İşte bu yüzden benim o binaya girmem yasak ya sevgili okurlar.Biliyorsunuz ben ÖSS’de yüksek puan yapıp üniversiteyi kazanmış bir piçim,hem kötüyüm hem de zekiyim.Şimdi beni oraya kabul etseler yıkmaz mıyım o güzelim kapıyı,ziyan olmaz mı o kapıya?

Ama böylesine şaşalı bir yeri de halkımızdan esirgelemeleri doğru olmaz,işte bu yüzden sıradan vatandaşlar nüfus cüzdanlarını bırakarak geçebiliyorlar o kapıdan.

Zaten oraya zarar verecebilecek birisi olsa İstanbul Üniversitesi’ni kazanırdı,boşu boşuna herkese yasaklamanın anlamı yok.

Aslında benim de suçum değil,toplum beni bu hale getirdi.Onların baskısıyla ÖSS’ye girdim,ben de isterdim diğer herkes gibi vatanına milletine yararlı birisi olmayı,ama ne yazık ki öğrenci oldum.Bu hikayem de sizlere ibret olsun.

Geçen yaz arkadaşlarla ,hepsi de öğrencidir, dünyayı ele geçirip bütün iyi insanlara ölene kadar tecavüz etme planımız vardı.Teoride herşey tamamdı,tek yapmamız gereken operasyonlarımızı yürütebileceğimiz bir üs edinmekti.İşte bu yüzden ev aramaya başladık.

Gördüğümüz her ilanı arıyorduk fakat cevap hep aynıydı “Öğrenciye vermiyoruz”.Hatta ev sahiplerinden biri “Kiraya vereceğim apartmanda ailem de oturuyor yoksa öğrenciye verirdim” diyerek büyük bir insanlık gösterisinde bulundu,gözlerimiz yaşardı ve söz verdik birbirimize;dünyayı ele geçirdiğimizde o adama ve ailesine dokunmayacaktık.
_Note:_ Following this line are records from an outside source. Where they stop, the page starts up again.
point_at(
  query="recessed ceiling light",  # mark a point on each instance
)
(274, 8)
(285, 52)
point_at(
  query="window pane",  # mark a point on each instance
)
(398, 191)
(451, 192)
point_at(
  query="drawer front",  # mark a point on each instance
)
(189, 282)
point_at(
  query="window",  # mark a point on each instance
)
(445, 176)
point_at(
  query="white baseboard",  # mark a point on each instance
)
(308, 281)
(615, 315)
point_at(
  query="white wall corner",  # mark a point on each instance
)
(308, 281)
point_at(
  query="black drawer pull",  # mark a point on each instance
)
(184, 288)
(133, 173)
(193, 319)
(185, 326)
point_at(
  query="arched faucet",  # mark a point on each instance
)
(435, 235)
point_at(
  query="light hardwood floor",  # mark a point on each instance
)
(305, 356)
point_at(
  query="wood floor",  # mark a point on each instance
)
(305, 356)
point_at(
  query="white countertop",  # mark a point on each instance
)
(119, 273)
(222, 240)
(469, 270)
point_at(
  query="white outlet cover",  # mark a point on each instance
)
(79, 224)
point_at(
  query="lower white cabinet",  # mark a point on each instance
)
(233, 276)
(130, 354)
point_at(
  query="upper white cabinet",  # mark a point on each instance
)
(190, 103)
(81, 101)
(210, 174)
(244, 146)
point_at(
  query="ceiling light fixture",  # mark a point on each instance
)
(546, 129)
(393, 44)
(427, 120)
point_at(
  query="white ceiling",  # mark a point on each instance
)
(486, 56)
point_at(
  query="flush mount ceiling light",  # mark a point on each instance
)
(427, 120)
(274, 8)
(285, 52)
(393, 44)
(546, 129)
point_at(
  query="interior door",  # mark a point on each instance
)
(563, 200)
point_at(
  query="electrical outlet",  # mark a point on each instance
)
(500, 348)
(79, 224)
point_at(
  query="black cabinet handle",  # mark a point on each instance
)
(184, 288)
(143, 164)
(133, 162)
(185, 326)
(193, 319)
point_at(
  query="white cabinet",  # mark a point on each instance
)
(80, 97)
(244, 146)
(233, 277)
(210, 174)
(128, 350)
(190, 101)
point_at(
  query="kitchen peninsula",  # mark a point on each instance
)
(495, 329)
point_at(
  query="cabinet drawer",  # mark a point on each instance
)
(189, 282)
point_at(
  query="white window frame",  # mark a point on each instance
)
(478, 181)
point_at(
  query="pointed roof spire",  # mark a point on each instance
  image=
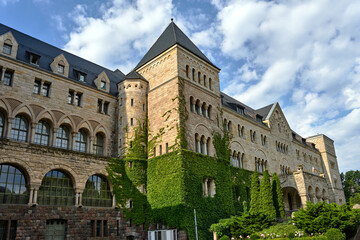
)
(171, 36)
Yapılan araştırmalara göre öğrencilerin kaldığı evlerin yüzde seksinde fuhuş yapılıyor,kapı kilitlerinin yüzde doksan sekizinde meni izlerine rastlanıyor,teröristlerin en fazla saklandıkları yerler de öğrenci evleri.
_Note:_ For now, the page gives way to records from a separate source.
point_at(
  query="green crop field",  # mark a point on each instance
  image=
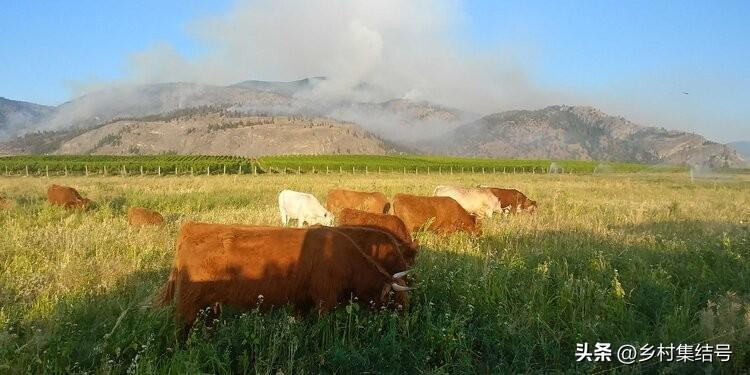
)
(57, 165)
(623, 258)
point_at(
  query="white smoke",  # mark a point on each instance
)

Maalesef hayat toz pembe değil,böyle mide bulandırıcı yönleri de var.Gönül ister tertemiz bir dünyamız olsun,öğrencilik tamamen kalksın,anneler mutlu çocuklar geleceklerinden umutlu olsun.Bunlar birer hayal elbette,öğrenciler hayatımızın acı bir gerçeği ve er ya da geç onlarla yaşamayı öğrenmemiz gerek.Tıpkı İsmail YK ile yaşamaya alıştığımız gibi...

4 yorum:

Adsız dedi ki...

klavyeye basan parmaklarına sağlık, tam da birinci yıla yakışır bi yazı olmuşş!!
öğrencilik daha güzel anlatılamazdı :D

Jack dedi ki...

ben niye hesap veriyorum kardeşim. mik diye blog açan sensin. içinde komayıp, oraya buraya boşalan da sensin. haksız mıyım? mağdur olan biri varsa, beyni mikilen birileri varsa o da bizleriz. kapat lan bu blogu!

"31557600"

saat satan siyahi arkadaşları kızdırma. git saat al. abidik gubidik rakamlarla kafa karıştırma.
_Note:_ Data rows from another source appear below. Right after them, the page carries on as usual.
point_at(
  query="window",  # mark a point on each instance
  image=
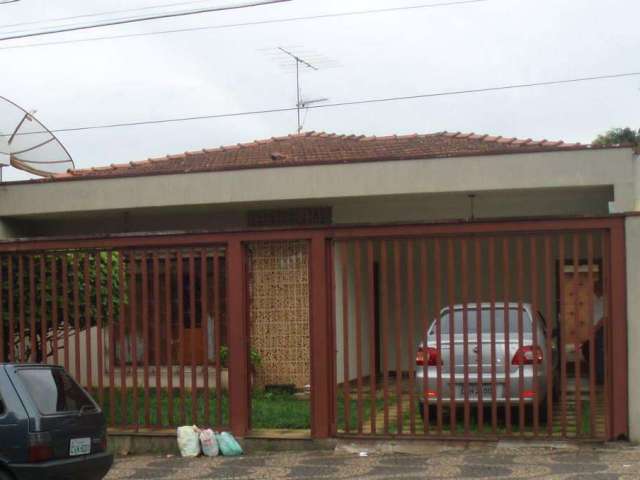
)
(53, 390)
(485, 315)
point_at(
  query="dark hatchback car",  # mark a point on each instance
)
(50, 428)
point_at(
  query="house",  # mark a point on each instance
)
(330, 255)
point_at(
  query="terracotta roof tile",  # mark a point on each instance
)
(313, 148)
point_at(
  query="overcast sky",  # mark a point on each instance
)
(381, 55)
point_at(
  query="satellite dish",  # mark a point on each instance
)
(28, 145)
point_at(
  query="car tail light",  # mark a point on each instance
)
(428, 356)
(527, 355)
(40, 448)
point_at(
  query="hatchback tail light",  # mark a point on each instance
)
(428, 356)
(527, 355)
(40, 448)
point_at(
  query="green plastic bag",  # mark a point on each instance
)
(229, 447)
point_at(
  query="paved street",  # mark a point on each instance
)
(434, 462)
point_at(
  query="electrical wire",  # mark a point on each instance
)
(99, 14)
(125, 21)
(350, 103)
(249, 24)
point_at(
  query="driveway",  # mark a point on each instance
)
(618, 461)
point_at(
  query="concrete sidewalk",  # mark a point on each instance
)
(419, 461)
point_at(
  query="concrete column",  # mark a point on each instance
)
(633, 322)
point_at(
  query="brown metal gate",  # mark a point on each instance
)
(143, 329)
(410, 360)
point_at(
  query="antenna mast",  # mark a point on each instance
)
(299, 61)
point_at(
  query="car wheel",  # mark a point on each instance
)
(4, 475)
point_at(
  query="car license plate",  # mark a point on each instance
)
(79, 446)
(472, 388)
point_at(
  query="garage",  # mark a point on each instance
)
(540, 294)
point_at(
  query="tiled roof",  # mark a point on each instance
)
(317, 148)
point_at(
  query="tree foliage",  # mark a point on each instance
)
(618, 136)
(45, 296)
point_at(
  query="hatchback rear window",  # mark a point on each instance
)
(53, 390)
(485, 315)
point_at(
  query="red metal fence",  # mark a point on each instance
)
(143, 329)
(74, 302)
(474, 335)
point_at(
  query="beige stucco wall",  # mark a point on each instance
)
(579, 168)
(633, 319)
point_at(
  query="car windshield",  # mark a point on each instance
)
(485, 315)
(53, 390)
josemarcelosalas dedi ki...

Yazı kapak niteliğinde olmuş bu ülke öğrenciliğine. Amına Koyduğum Partisi'ne de.
Bravo ve bu blogda yazmaya hiç ara verme.

S dedi ki...

ustelik oyle boktan ki bu ogrencilik.. universite kesmedi. bir de kendi kendimi sikmek gibi bir kabiliyetim olmadigi icin, tez yazcam dedim..
hih, birazcik sapti konu ama diyecegim suydu.
ustelik oyle boktan ki bu ogrencilik.. baska bir seyi asla beceremezmisim gibi geliyor.
dile kolay.. yillardir okuyoruz lan!